John Vince

Personal information
- Full name: John Vince
- Born: 31 December 1849 Hackbridge, Surrey, England
- Died: 5 May 1886 (aged 36) Beddington, Surrey, England
- Batting: Right-handed
- Bowling: Right-arm fast

Domestic team information
- 1870: Surrey

Career statistics
| Competition | First-class |
| Matches | 11 |
| Runs scored | 60 |
| Batting average | 2.85 |
| 100s/50s | –/– |
| Top score | 10* |
| Balls bowled | 895 |
| Wickets | 15 |
| Bowling average | 30.26 |
| 5 wickets in innings | – |
| 10 wickets in match | – |
| Best bowling | 4/58 |
| Catches/stumpings | 11/– |
- Source: Cricinfo, 23 June 2012

= John Vince =

English cricketer

John Vince (31 December 1849 - 5 May 1886) was an English cricketer. Vince was a right-handed batsman who bowled right-arm fast. He was born at Hackbridge, Surrey.

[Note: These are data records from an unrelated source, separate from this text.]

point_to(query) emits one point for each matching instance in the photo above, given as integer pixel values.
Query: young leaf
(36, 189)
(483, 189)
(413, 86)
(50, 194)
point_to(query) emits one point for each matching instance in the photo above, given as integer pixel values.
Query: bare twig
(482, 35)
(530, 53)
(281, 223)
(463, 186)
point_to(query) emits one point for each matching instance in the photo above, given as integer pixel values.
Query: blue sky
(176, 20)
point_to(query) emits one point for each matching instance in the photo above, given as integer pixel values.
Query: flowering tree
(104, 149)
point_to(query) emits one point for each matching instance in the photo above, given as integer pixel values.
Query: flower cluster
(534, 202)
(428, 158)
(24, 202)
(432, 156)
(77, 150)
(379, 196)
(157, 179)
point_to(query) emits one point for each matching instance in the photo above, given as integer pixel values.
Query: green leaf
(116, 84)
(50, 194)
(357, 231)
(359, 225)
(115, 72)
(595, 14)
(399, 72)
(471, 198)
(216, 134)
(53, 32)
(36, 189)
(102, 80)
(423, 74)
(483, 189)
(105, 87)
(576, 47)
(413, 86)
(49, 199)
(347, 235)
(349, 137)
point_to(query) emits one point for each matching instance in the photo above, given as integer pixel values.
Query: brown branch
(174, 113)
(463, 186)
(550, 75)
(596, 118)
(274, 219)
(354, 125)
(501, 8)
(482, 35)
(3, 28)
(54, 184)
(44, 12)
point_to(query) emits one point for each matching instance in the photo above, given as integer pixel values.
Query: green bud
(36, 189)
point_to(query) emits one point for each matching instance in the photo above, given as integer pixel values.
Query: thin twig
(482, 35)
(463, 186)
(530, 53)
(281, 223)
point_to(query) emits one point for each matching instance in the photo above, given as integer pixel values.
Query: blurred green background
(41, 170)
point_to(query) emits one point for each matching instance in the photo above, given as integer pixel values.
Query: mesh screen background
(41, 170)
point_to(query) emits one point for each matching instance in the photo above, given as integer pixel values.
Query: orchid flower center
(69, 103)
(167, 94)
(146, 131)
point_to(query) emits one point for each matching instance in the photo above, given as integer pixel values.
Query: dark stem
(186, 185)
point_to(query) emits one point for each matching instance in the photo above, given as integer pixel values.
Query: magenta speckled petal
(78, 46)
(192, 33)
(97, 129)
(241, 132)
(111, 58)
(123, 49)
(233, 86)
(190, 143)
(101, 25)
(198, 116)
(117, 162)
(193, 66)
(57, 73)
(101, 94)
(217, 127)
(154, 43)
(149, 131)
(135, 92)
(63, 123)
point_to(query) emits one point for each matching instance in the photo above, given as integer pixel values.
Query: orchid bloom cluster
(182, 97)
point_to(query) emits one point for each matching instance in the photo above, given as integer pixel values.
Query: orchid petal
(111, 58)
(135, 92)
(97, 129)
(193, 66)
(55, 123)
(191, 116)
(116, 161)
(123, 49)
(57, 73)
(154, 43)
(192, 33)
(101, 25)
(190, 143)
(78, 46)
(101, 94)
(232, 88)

Vince made his first-class debut for Surrey against the Marylebone Cricket Club in 1870 at Lord's. He made ten further first-class appearances for the county in 1870, the last of which came against the Marylebone Cricket Club at The Oval. Primarily a bowler, Vince took 15 wickets at an average of 30.26, with best figures of 4/58. With the bat, he scored 60 runs at a batting average of 2.85, with a high score of 10 not out.

He died at Beddington, Surrey, on 5 May 1886.